San Francisco Giants' Bastille Day Celebration Is Très Bizarre
Less odd, perhaps, is this year's "Bastille Day at AT&T Park Honoring French-American Heritage" taking place during tomorrow's Giants game. Two things immediately pop up:
A. French people do not like baseball -- and taking a French person to a ballgame on Bastille Day is like taking your wife out bowling and to a Dirty Harry double feature on her birthday. No one has tried to convert the French into Giants fans harder than your humble narrator, but I fear the task may be tout à fait inutile.
B. The term French-American is meaningless. Compared with Italian- or Irish-Americans, there really isn't such a thing as French-American culture. There was never an exodus of French people into America -- if anything, they went to Canada. There really aren't any French neighborhoods (like there are Irish, German, Scandinavian, Russian, Persian, Syrian Jewish, Polish Jewish, etc. neighborhoods). Sure, there are Cajuns -- but the folks speaking French down in the bayou are the descendants of French Canadians expelled from present-day New Brunswick* by the Brits in the 1750s. Unlike Irish-Americans who describe themselves as "Irish" even though their relatives sailed over during the potato famine in 1845, third-generation Americans of French descent do not tend to say "I'm French."
| Vance Cardell |
| The odds are heavy that the dude with the orange cap is not French |
So far, Lochte says, the team has sold 560 tickets for the July 15 French-American section. Other heritage nights (Jewish, Irish, Italian, etc.) usually sell between 1,000 and 3,000 tickets. But, Lochte says, this is just the first year so he hasn't been able to market to a built-in fan base. "For a first-year event, the sales are good." You can buy tickets here.

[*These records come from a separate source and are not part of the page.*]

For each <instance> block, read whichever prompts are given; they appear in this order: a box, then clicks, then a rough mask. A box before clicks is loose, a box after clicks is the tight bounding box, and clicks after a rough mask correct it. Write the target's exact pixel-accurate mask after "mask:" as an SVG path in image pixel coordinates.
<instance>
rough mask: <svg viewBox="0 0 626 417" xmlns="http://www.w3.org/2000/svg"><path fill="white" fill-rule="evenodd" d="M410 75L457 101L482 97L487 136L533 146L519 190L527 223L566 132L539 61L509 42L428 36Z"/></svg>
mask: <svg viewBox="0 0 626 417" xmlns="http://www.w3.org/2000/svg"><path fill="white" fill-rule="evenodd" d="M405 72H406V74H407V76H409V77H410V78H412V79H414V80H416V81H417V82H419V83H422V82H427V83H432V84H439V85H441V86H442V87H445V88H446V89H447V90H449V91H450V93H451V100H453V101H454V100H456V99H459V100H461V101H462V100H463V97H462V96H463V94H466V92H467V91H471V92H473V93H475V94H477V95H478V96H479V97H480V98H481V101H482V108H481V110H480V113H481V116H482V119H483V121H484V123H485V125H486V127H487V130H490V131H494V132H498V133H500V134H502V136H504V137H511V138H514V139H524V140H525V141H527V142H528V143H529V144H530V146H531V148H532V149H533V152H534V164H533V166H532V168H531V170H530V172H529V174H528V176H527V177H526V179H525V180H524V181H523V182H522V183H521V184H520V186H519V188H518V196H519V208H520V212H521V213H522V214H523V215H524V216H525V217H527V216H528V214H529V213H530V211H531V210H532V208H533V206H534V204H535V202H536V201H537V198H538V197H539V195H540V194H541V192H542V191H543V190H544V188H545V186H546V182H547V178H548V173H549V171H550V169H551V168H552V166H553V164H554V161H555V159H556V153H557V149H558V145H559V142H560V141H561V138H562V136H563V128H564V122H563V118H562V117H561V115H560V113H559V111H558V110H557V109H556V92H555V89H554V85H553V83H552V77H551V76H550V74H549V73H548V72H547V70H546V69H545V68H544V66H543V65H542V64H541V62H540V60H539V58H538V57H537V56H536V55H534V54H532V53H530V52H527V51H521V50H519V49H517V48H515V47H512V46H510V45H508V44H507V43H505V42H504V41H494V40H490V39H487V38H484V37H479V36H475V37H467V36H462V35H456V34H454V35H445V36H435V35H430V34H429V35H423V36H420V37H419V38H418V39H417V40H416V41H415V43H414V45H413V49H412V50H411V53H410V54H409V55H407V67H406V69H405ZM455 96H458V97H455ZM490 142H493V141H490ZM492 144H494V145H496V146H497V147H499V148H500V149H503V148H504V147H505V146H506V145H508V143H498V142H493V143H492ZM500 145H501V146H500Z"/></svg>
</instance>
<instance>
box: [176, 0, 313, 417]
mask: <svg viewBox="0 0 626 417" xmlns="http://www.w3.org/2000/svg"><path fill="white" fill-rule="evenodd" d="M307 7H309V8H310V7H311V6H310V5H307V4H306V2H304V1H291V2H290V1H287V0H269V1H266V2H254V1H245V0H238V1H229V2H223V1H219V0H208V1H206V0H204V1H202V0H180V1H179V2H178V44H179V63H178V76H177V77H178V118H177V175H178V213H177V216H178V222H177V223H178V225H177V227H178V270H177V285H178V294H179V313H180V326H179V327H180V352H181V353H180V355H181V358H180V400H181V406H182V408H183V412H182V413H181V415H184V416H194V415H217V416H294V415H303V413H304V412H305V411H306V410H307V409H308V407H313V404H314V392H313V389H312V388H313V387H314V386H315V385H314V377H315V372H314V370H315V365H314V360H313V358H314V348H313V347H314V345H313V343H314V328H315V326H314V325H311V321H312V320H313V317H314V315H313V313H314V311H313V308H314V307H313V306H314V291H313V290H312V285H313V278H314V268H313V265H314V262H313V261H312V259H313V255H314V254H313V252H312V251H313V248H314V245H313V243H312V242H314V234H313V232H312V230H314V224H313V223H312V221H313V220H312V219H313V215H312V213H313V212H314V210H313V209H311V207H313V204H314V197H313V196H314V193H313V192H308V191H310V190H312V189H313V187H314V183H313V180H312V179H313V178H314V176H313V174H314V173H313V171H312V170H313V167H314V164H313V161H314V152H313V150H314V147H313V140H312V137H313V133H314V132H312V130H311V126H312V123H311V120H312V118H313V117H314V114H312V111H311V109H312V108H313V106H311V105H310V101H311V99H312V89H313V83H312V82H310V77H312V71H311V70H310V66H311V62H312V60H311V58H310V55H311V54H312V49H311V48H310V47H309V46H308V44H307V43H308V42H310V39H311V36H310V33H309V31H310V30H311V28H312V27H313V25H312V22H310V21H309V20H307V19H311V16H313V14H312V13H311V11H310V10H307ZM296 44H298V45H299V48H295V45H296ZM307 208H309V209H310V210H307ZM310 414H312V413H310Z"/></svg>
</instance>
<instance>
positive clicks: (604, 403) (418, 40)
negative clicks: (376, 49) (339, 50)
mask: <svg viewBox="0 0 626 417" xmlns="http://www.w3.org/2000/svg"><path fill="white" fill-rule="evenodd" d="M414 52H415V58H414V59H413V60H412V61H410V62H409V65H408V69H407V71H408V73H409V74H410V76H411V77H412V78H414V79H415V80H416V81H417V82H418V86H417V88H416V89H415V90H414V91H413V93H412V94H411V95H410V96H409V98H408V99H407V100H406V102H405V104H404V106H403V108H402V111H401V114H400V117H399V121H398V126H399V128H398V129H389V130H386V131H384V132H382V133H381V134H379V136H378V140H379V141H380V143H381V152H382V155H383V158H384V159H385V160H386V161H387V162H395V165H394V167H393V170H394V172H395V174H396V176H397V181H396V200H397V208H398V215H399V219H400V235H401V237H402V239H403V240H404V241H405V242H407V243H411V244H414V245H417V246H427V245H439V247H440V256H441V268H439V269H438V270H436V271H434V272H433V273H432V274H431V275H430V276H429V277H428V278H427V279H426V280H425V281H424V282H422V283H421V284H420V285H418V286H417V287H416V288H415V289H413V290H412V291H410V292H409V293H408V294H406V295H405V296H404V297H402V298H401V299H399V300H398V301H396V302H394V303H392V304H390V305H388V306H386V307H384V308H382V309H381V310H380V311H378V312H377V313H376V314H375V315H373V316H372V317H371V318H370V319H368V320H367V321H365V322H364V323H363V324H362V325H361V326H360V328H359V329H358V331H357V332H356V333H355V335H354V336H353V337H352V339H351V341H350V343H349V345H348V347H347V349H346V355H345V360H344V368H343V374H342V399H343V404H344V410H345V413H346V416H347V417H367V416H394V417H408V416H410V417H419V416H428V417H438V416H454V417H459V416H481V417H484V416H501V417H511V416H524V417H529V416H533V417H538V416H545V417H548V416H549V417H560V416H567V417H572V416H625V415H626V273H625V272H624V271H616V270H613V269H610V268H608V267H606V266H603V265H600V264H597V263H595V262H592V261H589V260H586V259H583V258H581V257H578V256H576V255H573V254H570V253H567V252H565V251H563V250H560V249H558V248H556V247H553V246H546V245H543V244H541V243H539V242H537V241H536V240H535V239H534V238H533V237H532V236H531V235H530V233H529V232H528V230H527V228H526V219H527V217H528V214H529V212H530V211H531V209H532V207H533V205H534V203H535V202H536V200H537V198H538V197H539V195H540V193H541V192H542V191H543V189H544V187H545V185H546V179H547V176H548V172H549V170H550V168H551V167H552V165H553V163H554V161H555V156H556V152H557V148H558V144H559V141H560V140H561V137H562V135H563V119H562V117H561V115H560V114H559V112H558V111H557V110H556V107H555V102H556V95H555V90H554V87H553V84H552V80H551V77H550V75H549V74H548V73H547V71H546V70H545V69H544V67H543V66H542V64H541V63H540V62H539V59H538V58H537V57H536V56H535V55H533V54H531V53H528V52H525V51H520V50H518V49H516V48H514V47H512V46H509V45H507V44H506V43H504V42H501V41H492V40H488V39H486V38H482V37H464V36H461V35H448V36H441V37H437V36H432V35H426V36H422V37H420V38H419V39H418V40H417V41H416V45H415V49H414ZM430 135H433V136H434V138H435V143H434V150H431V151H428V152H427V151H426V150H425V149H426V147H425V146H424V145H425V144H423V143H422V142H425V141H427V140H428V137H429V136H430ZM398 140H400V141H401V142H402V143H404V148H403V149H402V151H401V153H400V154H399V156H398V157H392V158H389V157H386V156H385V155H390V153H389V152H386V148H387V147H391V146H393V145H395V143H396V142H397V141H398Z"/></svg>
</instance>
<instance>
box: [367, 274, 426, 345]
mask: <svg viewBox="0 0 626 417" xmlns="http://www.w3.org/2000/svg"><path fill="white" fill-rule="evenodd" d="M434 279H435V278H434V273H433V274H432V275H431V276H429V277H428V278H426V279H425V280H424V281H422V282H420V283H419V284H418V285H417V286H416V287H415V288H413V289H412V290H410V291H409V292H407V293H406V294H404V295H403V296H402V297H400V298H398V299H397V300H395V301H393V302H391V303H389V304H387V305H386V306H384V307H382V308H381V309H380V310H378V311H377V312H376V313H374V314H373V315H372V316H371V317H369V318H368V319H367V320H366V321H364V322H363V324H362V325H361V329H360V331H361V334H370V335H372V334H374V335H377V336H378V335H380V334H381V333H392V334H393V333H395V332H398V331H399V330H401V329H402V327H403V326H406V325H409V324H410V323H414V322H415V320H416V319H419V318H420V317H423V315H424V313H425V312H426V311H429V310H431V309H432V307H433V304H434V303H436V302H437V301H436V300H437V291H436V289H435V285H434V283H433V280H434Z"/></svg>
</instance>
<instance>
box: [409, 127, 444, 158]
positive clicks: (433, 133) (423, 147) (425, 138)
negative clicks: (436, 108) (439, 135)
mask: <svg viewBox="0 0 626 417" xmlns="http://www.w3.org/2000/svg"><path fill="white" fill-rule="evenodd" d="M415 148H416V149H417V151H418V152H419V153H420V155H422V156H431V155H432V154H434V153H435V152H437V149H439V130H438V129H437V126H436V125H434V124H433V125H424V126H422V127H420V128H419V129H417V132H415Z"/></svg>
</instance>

Shrewdly, the team has enlisted a platoon of area French restaurants to cater the pre-game meal -- Fabrique Delices, Butler & the Chef, Chapeau, and Brittany Crepes.
Félicitations, M. Lochte. Perhaps you've figured out a way to draw les Bleus to watch l'Orange after all. Bon Courage!
*This story originally misidentified the Cajuns' Canadian homeland as Newfoundland.